Soon they had the standard breathing-mask apparatus set up, and I was counting backwards from ten.
My big bushy beard was interfering with the mask, though; I wasn’t passing out. My eyes darted around frantically, trying to determine if they realized. I didn’t want to be awake for my surgery! A blue latex hand pressed down on the mask with real force, as if he were trying to suffocate me… and he was. I passed out.
I awoke in the recovery room to the sight of bright red blood, hanging in a bag above me and steadily filtering down a narrow tube into the IV on my hand. After I shook off the post-anesthesia confusion, they told me that I had, indeed, lost a lot of blood, much of it internal from the original injury, and more from the 15” incision cutting through all the layers of my biggest muscle: the biker’s thigh. The installation of the plate and screws had gone without complications, but I had still come out of surgery in critical condition, dare I say even… near death. Thank the Universe they had insisted on having blood on hand!
But there were only two units, and my blood numbers were drastically low even after those transfusions. Munshi walked into my room after the surgery, looked at my chart, and immediately went out to demand, “Why isn’t this man in the ICU?!” Apparently, they didn’t consider that necessary, because my vital signs were still okay – heart rate and blood pressure still acceptable, due to the fluids they were pumping into me for lack of actual blood to pressurize my system – and because I “still had a sense of humor.” So I was stable, for now. But we needed more blood, and desperately; Muslim blood, Christian, Jewish – whatever, as long as it’s my type!

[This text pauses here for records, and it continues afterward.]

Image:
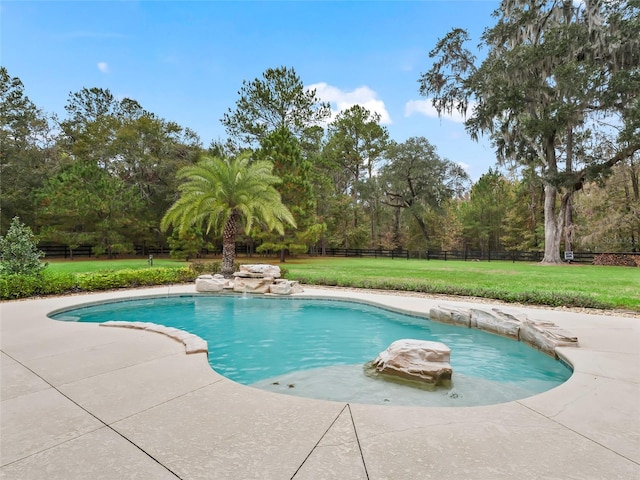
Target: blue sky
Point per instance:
(185, 60)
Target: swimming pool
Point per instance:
(317, 348)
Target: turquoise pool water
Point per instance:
(317, 347)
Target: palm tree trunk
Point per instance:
(229, 245)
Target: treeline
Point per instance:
(106, 174)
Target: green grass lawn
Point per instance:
(613, 287)
(571, 285)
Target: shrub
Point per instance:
(617, 259)
(209, 268)
(133, 278)
(19, 253)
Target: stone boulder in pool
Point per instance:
(419, 362)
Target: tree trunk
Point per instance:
(552, 234)
(229, 245)
(423, 227)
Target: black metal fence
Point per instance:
(63, 251)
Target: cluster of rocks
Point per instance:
(421, 362)
(542, 335)
(426, 364)
(255, 278)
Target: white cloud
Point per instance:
(341, 100)
(424, 107)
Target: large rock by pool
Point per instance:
(421, 361)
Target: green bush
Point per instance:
(19, 286)
(106, 280)
(209, 268)
(553, 299)
(19, 252)
(56, 283)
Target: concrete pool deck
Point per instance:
(83, 402)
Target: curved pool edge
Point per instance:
(584, 428)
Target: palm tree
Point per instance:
(225, 195)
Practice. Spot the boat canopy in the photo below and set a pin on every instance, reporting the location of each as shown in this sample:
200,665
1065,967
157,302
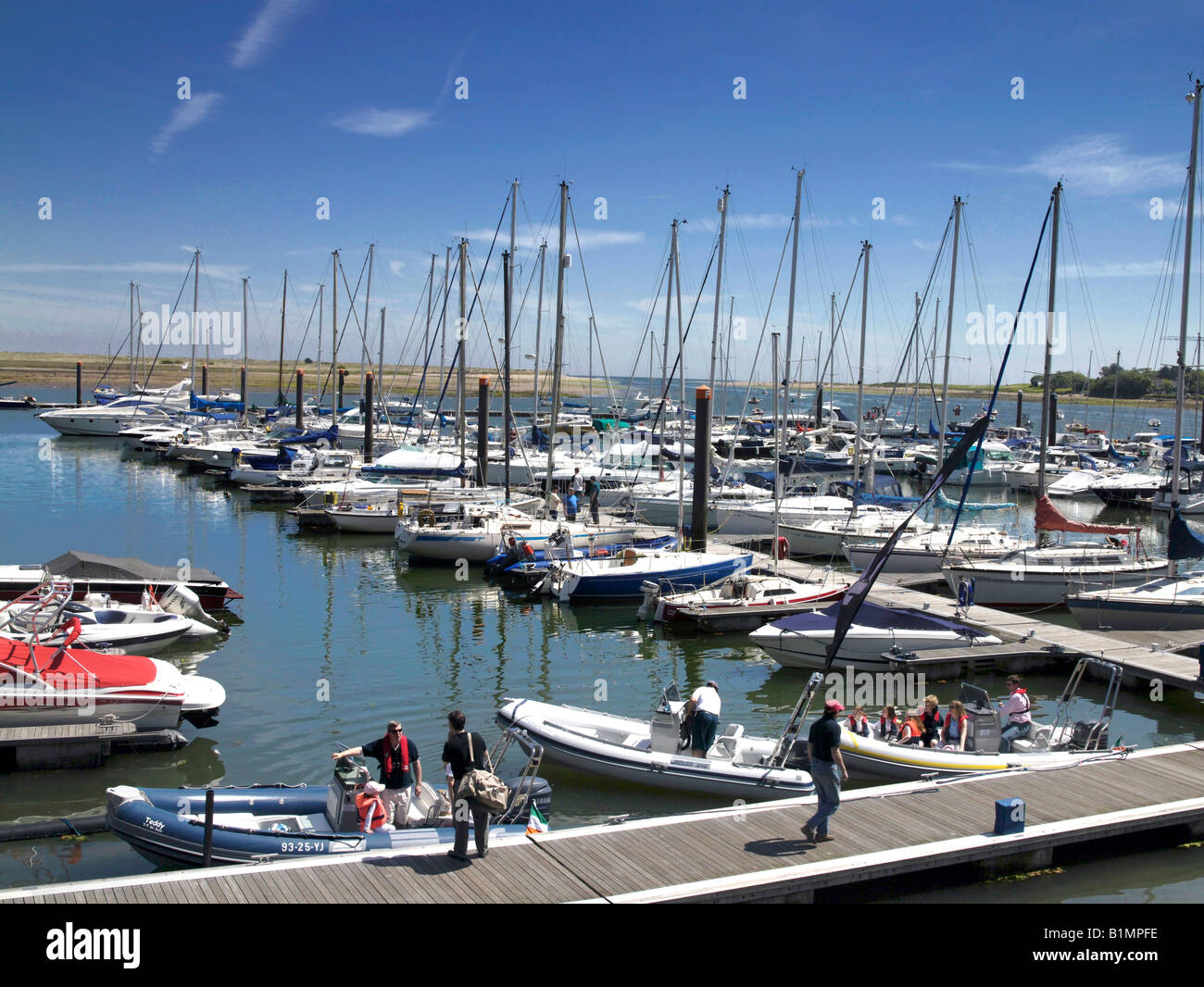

I felt… down. I had no energy, I saw no way up. I thought after the surgery things would start looking better, but it seemed the crisis hadn’t yet run its course. I was more than a little frustrated that there wasn’t blood available for transfusion. My mother recommended I do some “visioning,” to try to encourage my body’s cells to produce what I needed. Late one night, she guided me in a relaxation meditation over the phone, and as soon as we hung up, I attempted my own inner journey. I would try to contact my bone marrow cells.